Lo primero era consumir el almuerzo, que se llevaba empacado en una bolsa plástica a un lado del equipo. Mientras tanto los mandos recorrían el lugar asignado y se encargaban de organizar la distribución del campamento temporal. Ubicación de las escuadras, por flancos, procurando quedar en forma de un cuadrado. Apenas entraban las exploraciones se iniciaba el trabajo. La orden de El Mono era que éste no podía prolongarse más allá de dos horas, después de ellas estaba terminantemente prohibido hacer sonar el menor ruido.
Al cumplirse el plazo el lugar resultaba irreconocible para quien lo vio en el momento de la parada. Un área para formaciones, un casino compuesto por una hornilla de barro construida a fuerza de palines, diseñada para impedir la salida espesa de humo, techada en plástico, con paseras para colocar ollas y economía, totalmente cubierta con hojas grandes de palma para no dejar salir en menor vislumbre en la oscuridad, y rodeada de una amplia zanja que impidiera su inundación en caso de lluvia. A su lado debían reposar los viajes de leña necesarios para la cocción de la cena de esa tarde y el desayuno y el almuerzo del día siguiente.

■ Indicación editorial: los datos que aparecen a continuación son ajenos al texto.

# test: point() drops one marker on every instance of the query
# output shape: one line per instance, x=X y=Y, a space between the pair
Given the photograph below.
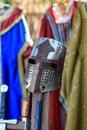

El sitio de baño consistía en una represa construida con gruesos palos en la cañada y forrada en plástico, de la que se desprendía una especie de tubería gruesa formada por troncos de palma de choapo vaciada de su contenido esponjoso, en cuya parte superior se abrían escapes de agua que brotaba con la fuerza de una llave abierta. Su piso debía estar completamente tapizado en latas de palma, para que sirviera a su vez para evitar el barro y de área de lavadero de la ropa. Tenía que contar con un espacio para que los combatientes pudiesen, con toda comodidad, colocar la ropa mojada y vestirse la seca. Los puestos de guardia debían estar listos y bien cubiertos.
Cada uno de los combatientes debía tener su caleta individual terminada, rigurosamente alineada con las demás de su escuadra, apta para guindar su hamaca, su toldillo, su carpa de casa y con algún tipo de banco que le sirviera para depositar su equipo y mantener en la noche su armamento al alcance de la mano. Hacia las cuatro de la tarde ya todo el mundo debía estar bañado, cambiado y en primer grado de alistamiento. Los mandos debían salir para la compañía donde El Mono se hallaba ubicado, preparados con toda la información que les pudiese exigir éste y para captar con claridad sus instrucciones de todo orden. No era extraño que en el momento menos esperado, El Mono hubiera aparecido por su compañía a objeto de verificar el cumplimiento exacto de las órdenes impartidas y el orden del sitio de pernoctada. Para la época, aún se podía alumbrar en la noche, y por tanto después de la cena, la relación y la lectura de los servicios, a las seis de la tarde todos los integrantes de la compañía debían estar reunidos en el aula improvisada para asistir a la hora cultural, que generalmente consistía en la lectura o estudio colectivo de algún documento importante.
Lo más impresionante era que después de semejante jornada, a la hora de salida a la marcha en la madrugada siguiente, el sitio de pernoctada debía estar desmontado por completo. Si alguno se dirigía a la cañada en busca de un poco de agua, se encontraba con que la represa y todos sus aditamentos habían desaparecido, al igual que las otras construcciones del campamento. La orden de borrar el trillo resultaba inapelable. El Mono no consentía la menor indisciplina.